5 Maggio 2020 // di // Comments

Cartoceto (PU) – A partire da questa settimana, tutti i cittadini del comune di Cartoceto riceveranno direttamente a casa mascherine protettive riutilizzabili made in Italy, in tessuto 100% cotone, doppio strato, antibatterico, traspirante, idrorepellente, latex free, ipoallergenico.

Opportunamente imbustante grazie al grande lavoro dei tanti volontari delle associazioni del territorio e consegnate porta a porta dal Gruppo comunale di Protezione Civile, le mascherine, diversificate per grandi e piccini, saranno distribuite secondo il numero dei componenti di ciascun nucleo familiare. 

A siglare simbolicamente ogni mascherina l’hashtag #melametto, accompagnato da una iconografica mela, che vuole rappresentare una call to action per tutti i cittadini chiamati a adottare comportamenti responsabili, indossando la mascherina quando necessario.

“Abbiamo sin da subito scelto di non procedere alla distribuzione massiva delle “usa e getta” – spiega il Sindaco di Cartoceto, Enrico Rossi – cercando invece sul mercato aziende che assicurassero le necessarie garanzie sulle caratteristiche del prodotto e sulla sua efficacia, al di là di ciò che prevede il D.L. 18/2020”.

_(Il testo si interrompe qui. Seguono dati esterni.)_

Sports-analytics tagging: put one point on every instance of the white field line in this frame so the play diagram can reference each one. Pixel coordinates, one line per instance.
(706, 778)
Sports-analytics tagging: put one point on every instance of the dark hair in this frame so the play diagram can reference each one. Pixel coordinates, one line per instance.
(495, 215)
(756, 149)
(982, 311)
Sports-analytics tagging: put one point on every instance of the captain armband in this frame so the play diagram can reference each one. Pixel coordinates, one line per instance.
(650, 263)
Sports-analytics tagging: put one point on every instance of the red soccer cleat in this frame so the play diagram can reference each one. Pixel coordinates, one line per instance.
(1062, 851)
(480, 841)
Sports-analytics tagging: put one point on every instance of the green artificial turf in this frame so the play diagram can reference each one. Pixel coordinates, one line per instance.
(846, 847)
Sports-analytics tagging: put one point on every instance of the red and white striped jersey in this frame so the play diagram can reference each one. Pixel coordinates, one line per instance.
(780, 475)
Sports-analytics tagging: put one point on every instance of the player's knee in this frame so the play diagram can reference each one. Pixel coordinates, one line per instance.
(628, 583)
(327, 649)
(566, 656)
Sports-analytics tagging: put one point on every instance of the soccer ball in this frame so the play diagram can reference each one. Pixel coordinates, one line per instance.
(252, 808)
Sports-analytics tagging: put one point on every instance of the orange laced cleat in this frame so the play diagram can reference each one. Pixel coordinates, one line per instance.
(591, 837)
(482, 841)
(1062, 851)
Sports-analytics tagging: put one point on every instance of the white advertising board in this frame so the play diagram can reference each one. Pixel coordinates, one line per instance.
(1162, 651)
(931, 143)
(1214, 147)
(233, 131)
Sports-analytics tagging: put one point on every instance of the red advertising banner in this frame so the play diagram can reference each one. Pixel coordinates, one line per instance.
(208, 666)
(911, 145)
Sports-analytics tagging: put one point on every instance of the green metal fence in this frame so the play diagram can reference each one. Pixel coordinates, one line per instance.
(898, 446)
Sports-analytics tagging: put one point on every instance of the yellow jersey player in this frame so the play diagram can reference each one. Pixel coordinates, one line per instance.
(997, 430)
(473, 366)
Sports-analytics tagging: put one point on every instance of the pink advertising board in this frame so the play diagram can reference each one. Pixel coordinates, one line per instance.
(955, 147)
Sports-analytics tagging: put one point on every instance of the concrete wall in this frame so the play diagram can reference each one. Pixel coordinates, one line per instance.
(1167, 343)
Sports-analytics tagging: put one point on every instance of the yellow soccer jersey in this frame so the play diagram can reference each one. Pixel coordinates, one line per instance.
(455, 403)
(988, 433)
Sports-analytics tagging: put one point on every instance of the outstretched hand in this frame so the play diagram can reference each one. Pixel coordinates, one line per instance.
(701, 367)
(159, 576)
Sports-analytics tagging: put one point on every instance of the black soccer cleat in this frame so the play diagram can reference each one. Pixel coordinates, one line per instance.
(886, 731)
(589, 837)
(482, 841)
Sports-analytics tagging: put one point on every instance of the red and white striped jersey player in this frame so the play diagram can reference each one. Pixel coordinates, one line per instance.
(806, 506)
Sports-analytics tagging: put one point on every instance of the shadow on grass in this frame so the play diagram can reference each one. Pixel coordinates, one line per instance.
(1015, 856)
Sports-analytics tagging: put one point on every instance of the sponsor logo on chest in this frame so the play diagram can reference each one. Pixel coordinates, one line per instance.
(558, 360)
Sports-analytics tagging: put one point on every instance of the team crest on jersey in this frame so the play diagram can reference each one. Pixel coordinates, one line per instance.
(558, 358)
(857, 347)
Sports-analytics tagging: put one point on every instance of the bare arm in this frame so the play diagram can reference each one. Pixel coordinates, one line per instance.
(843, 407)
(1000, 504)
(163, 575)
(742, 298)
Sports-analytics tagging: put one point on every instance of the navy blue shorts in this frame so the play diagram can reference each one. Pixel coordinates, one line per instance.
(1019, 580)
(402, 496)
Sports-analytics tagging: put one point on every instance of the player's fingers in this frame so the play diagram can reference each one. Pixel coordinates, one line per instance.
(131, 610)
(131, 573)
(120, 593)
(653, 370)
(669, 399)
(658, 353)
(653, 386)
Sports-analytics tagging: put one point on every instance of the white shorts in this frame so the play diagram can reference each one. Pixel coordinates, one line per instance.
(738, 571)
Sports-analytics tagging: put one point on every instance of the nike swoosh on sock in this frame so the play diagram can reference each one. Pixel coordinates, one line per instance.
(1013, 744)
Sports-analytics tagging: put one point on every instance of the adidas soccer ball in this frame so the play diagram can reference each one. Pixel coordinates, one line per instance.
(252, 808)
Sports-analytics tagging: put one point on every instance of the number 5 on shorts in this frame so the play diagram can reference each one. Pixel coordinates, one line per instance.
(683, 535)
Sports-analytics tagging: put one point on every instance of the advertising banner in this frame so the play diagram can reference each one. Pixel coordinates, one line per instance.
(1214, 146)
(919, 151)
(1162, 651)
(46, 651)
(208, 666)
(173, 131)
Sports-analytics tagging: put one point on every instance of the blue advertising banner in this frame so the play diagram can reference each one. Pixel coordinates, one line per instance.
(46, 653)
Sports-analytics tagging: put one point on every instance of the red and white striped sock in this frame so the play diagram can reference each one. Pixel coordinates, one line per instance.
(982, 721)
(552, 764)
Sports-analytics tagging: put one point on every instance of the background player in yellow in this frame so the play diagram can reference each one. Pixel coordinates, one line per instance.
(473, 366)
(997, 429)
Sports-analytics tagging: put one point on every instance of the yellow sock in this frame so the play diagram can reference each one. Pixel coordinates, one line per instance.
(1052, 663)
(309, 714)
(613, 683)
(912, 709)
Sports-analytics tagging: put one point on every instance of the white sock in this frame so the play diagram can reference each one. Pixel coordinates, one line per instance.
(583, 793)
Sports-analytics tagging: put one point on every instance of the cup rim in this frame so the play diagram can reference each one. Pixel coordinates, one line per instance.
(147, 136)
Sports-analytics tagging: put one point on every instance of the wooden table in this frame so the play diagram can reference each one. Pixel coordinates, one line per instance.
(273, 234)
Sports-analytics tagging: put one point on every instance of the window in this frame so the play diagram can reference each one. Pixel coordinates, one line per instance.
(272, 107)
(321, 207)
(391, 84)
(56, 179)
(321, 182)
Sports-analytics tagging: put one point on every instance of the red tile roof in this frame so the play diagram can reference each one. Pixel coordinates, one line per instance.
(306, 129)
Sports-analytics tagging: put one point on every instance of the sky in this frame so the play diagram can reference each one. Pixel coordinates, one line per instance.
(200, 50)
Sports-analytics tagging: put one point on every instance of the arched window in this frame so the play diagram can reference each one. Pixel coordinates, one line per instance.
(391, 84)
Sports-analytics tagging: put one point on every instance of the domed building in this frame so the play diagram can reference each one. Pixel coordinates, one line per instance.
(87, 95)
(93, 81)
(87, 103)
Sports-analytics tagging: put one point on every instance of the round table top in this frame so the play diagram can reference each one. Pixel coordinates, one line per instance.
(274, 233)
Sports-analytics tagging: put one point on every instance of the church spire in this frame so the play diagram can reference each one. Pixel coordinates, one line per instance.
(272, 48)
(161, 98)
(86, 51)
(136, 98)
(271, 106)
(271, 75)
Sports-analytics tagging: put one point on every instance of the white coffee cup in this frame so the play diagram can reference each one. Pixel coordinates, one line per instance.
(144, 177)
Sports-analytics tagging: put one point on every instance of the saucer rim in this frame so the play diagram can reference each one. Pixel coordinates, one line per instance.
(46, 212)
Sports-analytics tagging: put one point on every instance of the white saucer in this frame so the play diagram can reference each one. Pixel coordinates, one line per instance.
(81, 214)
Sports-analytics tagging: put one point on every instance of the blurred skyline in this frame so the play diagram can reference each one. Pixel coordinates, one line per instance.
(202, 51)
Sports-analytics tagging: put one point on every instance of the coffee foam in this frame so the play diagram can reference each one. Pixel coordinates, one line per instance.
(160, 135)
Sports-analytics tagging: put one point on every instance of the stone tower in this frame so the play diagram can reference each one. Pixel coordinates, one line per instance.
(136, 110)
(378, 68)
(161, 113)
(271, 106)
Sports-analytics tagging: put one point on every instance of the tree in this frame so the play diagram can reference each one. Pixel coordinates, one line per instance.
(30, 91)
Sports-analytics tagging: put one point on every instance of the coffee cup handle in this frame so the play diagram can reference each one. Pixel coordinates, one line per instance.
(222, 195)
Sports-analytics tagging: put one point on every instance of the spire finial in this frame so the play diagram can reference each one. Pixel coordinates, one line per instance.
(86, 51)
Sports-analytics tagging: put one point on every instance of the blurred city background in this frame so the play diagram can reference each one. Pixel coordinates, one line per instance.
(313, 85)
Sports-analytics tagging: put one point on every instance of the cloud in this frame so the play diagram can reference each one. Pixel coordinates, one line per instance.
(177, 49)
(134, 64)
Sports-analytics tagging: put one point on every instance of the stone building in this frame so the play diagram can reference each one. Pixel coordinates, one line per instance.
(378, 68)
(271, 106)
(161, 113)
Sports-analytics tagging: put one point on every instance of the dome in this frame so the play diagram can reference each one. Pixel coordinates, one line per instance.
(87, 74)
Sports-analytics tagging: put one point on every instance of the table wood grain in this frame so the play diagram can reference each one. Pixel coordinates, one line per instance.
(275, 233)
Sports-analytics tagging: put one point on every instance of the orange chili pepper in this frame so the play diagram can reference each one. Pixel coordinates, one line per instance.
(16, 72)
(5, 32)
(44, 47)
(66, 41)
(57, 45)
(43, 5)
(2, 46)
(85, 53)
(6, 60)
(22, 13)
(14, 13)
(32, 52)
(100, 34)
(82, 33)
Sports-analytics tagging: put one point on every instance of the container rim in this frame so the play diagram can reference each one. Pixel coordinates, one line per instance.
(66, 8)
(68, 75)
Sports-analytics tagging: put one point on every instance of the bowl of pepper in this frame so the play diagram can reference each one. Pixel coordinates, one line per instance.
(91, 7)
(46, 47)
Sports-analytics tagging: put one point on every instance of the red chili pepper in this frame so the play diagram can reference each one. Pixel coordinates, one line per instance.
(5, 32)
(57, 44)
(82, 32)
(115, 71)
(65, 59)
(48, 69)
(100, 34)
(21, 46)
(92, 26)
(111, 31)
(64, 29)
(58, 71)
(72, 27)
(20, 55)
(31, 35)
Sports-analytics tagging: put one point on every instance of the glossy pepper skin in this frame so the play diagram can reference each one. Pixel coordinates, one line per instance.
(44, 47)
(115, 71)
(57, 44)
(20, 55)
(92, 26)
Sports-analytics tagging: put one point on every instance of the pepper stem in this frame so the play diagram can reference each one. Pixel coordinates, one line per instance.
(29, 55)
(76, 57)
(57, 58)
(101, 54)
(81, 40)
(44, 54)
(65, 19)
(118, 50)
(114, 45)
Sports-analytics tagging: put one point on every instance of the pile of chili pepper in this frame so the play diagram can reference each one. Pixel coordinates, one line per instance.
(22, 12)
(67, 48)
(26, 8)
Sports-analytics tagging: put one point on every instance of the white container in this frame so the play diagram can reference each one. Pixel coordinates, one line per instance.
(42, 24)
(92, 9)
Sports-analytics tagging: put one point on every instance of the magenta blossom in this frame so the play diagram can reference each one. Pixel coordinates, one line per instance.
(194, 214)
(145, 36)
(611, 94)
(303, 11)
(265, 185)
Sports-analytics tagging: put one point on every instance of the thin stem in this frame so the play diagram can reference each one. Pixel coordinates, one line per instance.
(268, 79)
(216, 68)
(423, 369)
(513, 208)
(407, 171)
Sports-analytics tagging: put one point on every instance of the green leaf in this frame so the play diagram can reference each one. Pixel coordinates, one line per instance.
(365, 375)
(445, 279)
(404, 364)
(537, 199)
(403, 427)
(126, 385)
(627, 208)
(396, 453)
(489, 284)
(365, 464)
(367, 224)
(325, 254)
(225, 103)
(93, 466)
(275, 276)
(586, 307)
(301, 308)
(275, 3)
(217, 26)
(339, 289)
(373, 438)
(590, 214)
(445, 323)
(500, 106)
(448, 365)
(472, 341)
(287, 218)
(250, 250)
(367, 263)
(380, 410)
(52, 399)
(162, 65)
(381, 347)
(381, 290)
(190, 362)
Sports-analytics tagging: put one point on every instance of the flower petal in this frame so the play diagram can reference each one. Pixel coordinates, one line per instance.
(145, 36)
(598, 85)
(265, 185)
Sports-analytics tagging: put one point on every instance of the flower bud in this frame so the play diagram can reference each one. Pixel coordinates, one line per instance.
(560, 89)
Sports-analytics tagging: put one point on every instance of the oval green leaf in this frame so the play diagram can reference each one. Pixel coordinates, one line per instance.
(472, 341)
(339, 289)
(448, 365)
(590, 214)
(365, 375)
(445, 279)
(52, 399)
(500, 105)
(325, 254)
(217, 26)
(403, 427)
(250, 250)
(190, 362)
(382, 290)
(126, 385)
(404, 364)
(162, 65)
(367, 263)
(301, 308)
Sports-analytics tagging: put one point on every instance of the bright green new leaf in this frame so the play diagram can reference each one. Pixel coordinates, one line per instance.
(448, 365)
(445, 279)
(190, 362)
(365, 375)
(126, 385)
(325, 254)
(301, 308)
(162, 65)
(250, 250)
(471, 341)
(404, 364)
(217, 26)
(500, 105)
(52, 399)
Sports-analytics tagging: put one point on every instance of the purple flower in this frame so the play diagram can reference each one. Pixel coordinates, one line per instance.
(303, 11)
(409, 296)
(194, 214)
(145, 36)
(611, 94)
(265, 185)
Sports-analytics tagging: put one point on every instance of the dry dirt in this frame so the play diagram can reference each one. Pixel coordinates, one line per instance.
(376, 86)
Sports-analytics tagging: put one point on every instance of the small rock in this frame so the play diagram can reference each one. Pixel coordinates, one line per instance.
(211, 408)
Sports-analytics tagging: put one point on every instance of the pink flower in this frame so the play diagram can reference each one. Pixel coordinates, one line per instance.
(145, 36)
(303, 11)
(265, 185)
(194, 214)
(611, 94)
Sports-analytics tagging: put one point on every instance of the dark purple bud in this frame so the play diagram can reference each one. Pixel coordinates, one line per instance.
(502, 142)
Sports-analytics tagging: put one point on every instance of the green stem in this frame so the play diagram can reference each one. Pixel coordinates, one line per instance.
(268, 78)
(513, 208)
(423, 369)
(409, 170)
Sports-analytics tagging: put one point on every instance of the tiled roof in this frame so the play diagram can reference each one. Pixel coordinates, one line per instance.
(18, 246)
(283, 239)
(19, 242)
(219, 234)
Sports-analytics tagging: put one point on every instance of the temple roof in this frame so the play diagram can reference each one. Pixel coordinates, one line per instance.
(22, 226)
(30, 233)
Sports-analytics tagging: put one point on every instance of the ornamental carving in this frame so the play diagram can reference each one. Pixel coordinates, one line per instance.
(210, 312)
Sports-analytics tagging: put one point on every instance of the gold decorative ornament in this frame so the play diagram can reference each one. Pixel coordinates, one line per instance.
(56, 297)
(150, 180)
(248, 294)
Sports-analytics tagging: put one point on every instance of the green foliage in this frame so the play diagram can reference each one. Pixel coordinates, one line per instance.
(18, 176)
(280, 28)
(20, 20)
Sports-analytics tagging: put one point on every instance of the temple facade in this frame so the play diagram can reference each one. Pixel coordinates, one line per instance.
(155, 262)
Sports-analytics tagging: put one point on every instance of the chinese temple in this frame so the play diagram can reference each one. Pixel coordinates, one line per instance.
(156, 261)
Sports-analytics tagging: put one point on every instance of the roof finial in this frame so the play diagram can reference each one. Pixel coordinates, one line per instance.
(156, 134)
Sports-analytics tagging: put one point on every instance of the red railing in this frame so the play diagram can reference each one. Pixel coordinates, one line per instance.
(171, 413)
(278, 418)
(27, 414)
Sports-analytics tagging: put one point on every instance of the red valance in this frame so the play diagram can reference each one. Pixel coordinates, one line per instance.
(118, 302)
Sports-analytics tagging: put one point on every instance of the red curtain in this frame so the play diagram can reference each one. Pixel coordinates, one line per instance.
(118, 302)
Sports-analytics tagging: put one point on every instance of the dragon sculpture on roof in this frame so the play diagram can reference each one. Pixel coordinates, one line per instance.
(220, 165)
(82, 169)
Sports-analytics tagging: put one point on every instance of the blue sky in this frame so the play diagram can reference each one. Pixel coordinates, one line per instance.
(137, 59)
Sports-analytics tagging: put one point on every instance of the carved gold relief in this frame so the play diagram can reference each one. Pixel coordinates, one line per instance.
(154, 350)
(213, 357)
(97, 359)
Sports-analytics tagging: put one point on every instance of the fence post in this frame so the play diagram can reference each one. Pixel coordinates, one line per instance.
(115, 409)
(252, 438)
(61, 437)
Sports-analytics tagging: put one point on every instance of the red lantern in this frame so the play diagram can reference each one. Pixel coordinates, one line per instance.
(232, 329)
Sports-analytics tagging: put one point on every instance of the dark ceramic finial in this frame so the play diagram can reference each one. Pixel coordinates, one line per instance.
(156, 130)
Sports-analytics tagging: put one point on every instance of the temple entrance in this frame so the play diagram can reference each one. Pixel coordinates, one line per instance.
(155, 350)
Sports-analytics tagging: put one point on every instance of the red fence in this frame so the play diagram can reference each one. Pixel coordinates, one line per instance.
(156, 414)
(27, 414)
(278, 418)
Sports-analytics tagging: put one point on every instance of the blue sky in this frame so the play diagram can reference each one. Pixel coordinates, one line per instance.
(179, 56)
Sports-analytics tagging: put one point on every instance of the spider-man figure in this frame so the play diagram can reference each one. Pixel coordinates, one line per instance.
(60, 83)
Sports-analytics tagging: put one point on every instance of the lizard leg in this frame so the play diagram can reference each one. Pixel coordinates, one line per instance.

“L’hashtag #melametto – continua Rossi – nasce dall’idea di lanciare un pay off carino per una campagna virale di responsabilizzazione, oltre che dal gesto concreto che dovrà segnare i nostri comportamenti. L’obbligo di utilizzarle nei luoghi chiusi aperti al pubblico ed in ogni circostanza in cui non sia possibile mantenere la distanza di sicurezza, oltre che il quadro epidemiologico attuale, implicherà l’esigenza di indossarle per diverso tempo. Per questo motivo, abbiamo fortemente voluto distribuire un prodotto lavabile e riutilizzabile, senza dimenticarne la sostenibilità ambientale”.

“Pur non essendo ad oggi obbligatorie sotto i 6 anni – conclude il Sindaco – ciascun nucleo familiare riceverà direttamente a casa mascherine diversificate per adulti i bambini, sulla base del numero dei componenti”.

Nel caso in cui non sia possibile recapitarle per assenza del destinatario, i volontari di protezione civile lasceranno un avviso all’interno della cassetta delle lettere, con l’indicazione di un riferimento telefonico al quale inviare un messaggio whatsapp o un sms, per poter concordare la successiva consegna che avverrà comunque presso il domicilio.